Court of Appeal decision
Upon considering whether the March Letter was adequate notice for the purposes of paragraph 6.3, the Court of Appeal reviewed the construction of unilateral notices and identified the following principles:
(i) the starting point of construction for unilateral notices much be approached objectively and contextually (Mannai Investment Co Ltd v Eagle Star Life Assurance Co Ltd  AC 749);
(ii) the order in which the wording of the document and the factual context are considered is immaterial (Wood v Capita Insurance Services Ltd  UKSC 24);
(iii) the subjective intent of the parties is generally irrelevant (Mannai Investment), except where there is a clear common understanding to enable the correction of mistakes by construction (Chartbrook Ltd v Persimmon Homes  1 AC 1101); and
(iv) the purpose of notification provisions in a SPA are to make clear, in sufficiently formal terms, that a vendor is aware that a claim is being made against it (Senate Electrical Wholesalers Ltd v Alcatel Submarine Networks Ltd  2 Lloyds LR 423; Laminates Acquisition Co v BTR Australia Limited  EWHC 2540 (Comm)).

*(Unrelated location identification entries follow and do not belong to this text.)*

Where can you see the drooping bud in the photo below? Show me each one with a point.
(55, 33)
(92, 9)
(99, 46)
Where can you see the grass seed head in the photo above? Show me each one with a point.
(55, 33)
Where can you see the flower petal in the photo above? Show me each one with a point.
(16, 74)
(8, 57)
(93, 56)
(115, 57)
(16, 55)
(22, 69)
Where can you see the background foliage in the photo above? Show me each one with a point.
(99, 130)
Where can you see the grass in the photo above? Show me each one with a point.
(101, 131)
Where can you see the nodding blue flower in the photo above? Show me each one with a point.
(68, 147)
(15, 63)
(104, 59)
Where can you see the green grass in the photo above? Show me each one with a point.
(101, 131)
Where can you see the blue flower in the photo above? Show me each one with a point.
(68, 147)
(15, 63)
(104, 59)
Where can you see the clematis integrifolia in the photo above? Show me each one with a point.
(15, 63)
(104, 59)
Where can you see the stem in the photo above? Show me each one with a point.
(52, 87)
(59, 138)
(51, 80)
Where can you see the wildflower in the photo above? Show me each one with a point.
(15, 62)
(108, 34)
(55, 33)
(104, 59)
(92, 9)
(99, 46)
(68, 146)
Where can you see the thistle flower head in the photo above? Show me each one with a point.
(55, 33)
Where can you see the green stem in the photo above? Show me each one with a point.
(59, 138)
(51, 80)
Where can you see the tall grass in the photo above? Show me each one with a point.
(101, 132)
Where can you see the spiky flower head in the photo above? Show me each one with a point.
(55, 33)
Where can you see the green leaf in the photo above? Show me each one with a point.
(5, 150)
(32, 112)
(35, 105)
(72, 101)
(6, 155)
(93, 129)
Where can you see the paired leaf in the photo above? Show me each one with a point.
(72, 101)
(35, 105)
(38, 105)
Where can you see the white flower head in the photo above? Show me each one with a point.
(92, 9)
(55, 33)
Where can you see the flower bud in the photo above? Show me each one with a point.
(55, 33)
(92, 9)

In applying those principles, the court considered that a reasonable person would have understood the March Letter to be a notice under paragraph 7.1 rather than notice under paragraph 6.3. Such differing notification provisions are commonplace, and the distinction between notifying the existence of a possible claim by HMRC against a company, and notifying an actual claim by the purchaser against the vendors, is key. Failure to make such distinction could be fatal as it was in this case. It was immaterial that the Vendors had previously received a paragraph 7.1 notice in April 2008 and a letter in draft form from SGL’s solicitors attempting to make the Vendors agree to extend the deadline for Tax Claims. Since there was nothing in the factual background to change the reasonable person’s interpretation of the March Letter, the court agreed with the summary judgment that it was a notice under paragraph 7.1 and not adequate for the purposes of paragraph 6.3.
What to take away
The refusal of the Court of Appeal to move away from the well-established principle of objective construction for unilateral notices underlines the importance of drafting such notices fully in compliance with the terms required under the SPA. The relevance of subjective intention or common assumption is confined to uncontroversial matters, such as a misnamed property or misstating the relevant contractual provision by a single numeral.
Even where there is no substantive defence to the claim itself (as was the case here) a failure to serve a compliant notice may mean that no claim can be brought. There is now a considerable body of authorities covering what may be required for a compliant notice (including what level of detail of the claim should be included). This case is an example of failings which are commonly seen: a failure to notify in clear and unequivocal terms that a claim by the purchaser against the vendor is actually being made and a failure perhaps to appreciate the difference between different defined terms (a Tax Claim being a claim by the purchaser against the vendor and a Claim being a potential claim by HMRC against the company). A purchaser wishing to make a claim would be well advised to make clear which provisions of the SPA are being relied upon, to make a claim against the purchaser in unequivocal terms and to check that their claim has been formulated in accordance with the appropriate defined terms and notified and served in accordance with the contractual requirements. Such failures may well expose the solicitors who drafted a defective notice to a claim for professional negligence.
The Court of Appeal reiterated that the purpose of notice clauses is to provide certainty to the party that is to be notified. The courts will very rarely be willing to depart far from the objective construction of the clause, which is especially important within the context of SPAs where, as in this case, a liability can arise many years after completion.